This project includes the implementation of a BERT-based model which returns “an answer”, given a user question and a passage which includes the answer of the question. For this question answering task, I used the SQuAD 2.0 dataset. I started with the BERT-base pretrained model “bert-base-uncased” and fine-tune it to have a question answering task.
Stanford Question Answering Dataset (SQuAD) is a reading comprehension dataset, consisting of questions posed by crowdworkers on a set of Wikipedia articles, where the answer to every question is a segment of text, or span, from the corresponding reading passage, or the question might be unanswerable.
- Data given:
data = {"data":
[
{"title": "Romeo and Juliet",
"paragraphs": [
{
"context": "Romeo and Juliet is a tragedy written by William Shakespeare early"
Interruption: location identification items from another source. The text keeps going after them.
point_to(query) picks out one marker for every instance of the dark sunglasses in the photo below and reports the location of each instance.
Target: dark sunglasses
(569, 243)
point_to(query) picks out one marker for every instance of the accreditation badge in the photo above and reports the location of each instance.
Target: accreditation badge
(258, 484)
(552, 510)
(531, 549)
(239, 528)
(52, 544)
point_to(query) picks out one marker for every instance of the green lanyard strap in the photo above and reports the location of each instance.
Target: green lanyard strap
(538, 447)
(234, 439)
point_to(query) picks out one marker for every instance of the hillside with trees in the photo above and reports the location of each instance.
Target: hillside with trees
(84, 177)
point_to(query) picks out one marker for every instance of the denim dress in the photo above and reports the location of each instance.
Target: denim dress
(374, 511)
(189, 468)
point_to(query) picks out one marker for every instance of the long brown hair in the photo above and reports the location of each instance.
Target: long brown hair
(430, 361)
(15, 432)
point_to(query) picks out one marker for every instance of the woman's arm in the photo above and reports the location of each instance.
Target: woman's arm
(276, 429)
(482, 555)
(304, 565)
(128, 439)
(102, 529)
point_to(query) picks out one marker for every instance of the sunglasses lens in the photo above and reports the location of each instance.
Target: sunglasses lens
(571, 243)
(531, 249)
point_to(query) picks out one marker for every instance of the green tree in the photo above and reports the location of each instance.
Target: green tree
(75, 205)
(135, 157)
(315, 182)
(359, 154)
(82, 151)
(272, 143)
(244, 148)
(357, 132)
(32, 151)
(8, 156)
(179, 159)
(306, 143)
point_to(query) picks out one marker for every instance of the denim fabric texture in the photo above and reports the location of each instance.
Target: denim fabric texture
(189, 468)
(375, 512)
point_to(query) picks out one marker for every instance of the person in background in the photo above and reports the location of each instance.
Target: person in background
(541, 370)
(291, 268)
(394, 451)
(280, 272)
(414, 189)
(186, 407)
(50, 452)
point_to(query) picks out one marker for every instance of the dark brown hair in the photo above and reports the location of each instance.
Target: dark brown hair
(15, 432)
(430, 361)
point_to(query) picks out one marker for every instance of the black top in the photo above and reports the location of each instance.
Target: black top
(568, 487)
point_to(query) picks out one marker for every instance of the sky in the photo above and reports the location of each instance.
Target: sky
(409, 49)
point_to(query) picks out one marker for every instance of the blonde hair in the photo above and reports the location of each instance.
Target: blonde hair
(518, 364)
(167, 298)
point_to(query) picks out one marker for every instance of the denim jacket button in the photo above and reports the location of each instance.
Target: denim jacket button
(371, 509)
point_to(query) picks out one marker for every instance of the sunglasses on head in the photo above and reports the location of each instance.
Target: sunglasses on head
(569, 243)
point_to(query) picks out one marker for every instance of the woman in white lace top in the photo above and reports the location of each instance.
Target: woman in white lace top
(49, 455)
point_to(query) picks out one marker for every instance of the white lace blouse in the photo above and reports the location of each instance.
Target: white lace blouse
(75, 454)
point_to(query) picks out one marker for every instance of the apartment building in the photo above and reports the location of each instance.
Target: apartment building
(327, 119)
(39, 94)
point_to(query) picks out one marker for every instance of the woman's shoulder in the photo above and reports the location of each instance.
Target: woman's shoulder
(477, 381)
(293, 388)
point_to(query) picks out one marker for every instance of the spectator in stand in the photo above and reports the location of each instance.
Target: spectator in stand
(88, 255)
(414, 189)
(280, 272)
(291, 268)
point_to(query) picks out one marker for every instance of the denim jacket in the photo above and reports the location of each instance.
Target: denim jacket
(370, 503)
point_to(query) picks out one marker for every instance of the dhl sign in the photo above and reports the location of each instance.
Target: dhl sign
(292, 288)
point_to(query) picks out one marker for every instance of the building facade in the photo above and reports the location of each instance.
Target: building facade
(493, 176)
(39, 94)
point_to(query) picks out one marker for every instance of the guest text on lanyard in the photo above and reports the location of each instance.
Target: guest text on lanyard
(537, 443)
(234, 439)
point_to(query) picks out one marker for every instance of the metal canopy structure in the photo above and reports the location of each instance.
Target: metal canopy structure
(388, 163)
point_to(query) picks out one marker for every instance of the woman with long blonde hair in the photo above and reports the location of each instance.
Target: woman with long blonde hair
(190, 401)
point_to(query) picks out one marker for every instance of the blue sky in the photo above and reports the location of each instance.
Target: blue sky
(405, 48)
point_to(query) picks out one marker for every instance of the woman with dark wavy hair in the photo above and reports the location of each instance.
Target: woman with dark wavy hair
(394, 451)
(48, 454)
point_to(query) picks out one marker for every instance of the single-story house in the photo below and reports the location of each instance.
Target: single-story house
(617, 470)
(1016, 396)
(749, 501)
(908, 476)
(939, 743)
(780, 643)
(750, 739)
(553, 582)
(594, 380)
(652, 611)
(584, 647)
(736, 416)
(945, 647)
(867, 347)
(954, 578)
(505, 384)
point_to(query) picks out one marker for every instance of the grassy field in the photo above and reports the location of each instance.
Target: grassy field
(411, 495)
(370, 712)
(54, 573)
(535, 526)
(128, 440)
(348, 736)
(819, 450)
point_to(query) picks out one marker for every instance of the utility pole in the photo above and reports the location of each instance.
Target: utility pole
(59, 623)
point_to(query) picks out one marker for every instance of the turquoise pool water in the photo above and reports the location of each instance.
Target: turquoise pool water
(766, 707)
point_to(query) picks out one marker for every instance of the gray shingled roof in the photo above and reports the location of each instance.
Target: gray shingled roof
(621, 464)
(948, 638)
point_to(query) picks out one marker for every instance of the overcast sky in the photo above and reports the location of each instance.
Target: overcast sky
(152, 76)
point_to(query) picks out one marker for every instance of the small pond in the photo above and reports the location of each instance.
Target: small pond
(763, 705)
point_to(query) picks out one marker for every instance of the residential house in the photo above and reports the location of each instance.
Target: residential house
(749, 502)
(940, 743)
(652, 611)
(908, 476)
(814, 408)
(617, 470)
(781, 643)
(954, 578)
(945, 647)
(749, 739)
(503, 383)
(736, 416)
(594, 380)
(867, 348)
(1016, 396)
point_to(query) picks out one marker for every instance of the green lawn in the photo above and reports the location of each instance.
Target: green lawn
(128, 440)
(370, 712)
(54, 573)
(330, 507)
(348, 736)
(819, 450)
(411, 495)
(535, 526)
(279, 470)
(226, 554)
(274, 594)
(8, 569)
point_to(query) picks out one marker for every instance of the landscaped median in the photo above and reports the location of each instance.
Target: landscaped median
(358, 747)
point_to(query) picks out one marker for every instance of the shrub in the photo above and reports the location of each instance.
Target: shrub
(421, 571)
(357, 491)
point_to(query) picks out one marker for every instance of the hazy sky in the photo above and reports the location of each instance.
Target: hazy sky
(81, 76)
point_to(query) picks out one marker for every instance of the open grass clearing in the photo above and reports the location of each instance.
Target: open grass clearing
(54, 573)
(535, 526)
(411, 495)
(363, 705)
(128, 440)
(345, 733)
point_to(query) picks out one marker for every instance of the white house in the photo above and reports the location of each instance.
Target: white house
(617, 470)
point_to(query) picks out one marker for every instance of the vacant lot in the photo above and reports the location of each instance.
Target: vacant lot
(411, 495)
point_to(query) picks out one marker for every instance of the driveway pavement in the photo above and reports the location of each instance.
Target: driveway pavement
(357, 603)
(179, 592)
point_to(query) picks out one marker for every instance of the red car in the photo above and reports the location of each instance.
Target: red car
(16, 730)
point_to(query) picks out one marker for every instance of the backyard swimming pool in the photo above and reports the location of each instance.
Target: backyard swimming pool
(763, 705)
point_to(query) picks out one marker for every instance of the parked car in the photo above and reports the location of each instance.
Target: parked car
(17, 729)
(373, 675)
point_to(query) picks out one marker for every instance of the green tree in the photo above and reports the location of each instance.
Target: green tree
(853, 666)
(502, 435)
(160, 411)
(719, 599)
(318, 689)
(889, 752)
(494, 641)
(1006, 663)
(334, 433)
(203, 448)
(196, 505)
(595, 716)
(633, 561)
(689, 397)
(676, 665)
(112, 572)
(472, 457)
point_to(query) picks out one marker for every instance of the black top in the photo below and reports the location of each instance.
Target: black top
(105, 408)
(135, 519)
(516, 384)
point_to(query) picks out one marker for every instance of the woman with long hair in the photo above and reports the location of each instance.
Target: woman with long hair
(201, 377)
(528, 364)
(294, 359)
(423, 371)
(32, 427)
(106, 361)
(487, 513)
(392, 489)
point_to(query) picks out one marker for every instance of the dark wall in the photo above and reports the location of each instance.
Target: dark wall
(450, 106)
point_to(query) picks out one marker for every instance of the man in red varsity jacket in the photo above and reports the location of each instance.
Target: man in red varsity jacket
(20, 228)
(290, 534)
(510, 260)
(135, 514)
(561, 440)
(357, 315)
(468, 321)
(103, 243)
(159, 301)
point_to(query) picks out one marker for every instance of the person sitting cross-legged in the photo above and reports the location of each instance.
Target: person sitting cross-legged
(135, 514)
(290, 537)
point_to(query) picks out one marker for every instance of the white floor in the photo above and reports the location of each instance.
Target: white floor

"in his career about two young Italian star-crossed lovers"
"whose deaths ultimately reconcile their feuding families."
"It was among Shakespeare's most popular plays during his lifetime and,"
"along with Hamlet, is one of his most frequently performed plays.",
"qas": [
{"question": "Who wrote Romeo and Juliet?",
"id": "Q1",
"answers":""
},
]}]}]}
- Answer:
Q: Who wrote Romeo and Juliet?
A: William Shakespeare
----------------------------------------